FDAは例外であり、それも大きな例外です。ユーザーフィーだけで24,000〜29,000ドル、欧米系の企業を通じたフルプログラムは50,000〜100,000ドルに収まります。だからこそ、誰かが費用を使う前にFDA市場は慎重に計画されるのです。
SFDAの数値は、サウジアラビアの正規代理人について私たちが実際に保持している見積書に基づき、3.75 SAR/ドルで換算したものです。正規代理人の年間契約料は年2,000ドルです。MDMA申請は4,000ドルで、その上に公的料金が加わり、クラスAの4,000からクラスDの6,000までです。
CBの数値は範囲であり、中国の試験機関でRMB 10,000〜30,000、6.70のレートで約1,500〜4,500ドルです。CBはプロジェクトごとに見積もられ、公表されず、幅は試験機関とデバイスに依存するため、「概算目安」と表記しています。
これらすべてを経ても生き残る、正直な一般化がひとつあります。技術文書・試験報告書・ISO 13485 システムをすでに保持している中国の製造業者は、「すでに存在する書類」から始めることができ、中国の認証業界は成熟していて競争的です。その経路は、仕様書から欧米の企業に書類を作らせるよりもほぼ常に安上がりです。なぜなら作業の大半はすでに終わっているからです。トレードオフは変わりません。ブランドは顧客の国での現地登録が依然として必要であり、その部分は決して動きません。
ブランドにとっての意味
すべての市場を貫く一本の筋は同じです。このデバイスは光を用いた熱作用型のクラスII(またはそれに相当する)医療機器であり、どの規制当局も同じ3つのものを求めます。品質マネジメントシステム、技術文書、そして光が光生物学的に安全であることの証明です。

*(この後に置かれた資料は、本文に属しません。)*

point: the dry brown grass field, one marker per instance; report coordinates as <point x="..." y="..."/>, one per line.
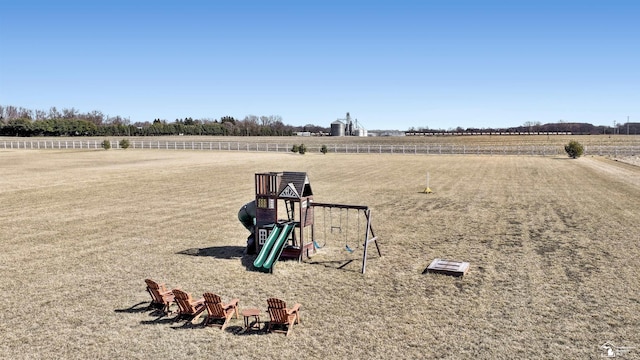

違いは手続き上のものです。FDAは 510(k) を求める。欧州はノーティファイドボディと MDR 適合を求める。カナダは MDL を求める。オーストラリアは ARTG 登録を求める。日本は、自分が医療機器なのか電気機器なのかを決め、そのうえで相応に申請することを求める。
これらのどれも、市場を避ける理由にはなりません。それは認証よりも先に市場を計画する理由です。なぜなら、必要な定義とは、あなたの仕様書に書かれたものではなく、対象市場が書いたものだからです。私たちはデバイスを一度作るだけです。規制当局はそれを4つの異なる方法で記述し、費用を使う前にその4つの名称をすべて学んだブランドこそが、予期せぬ事態なしに上市できるのです。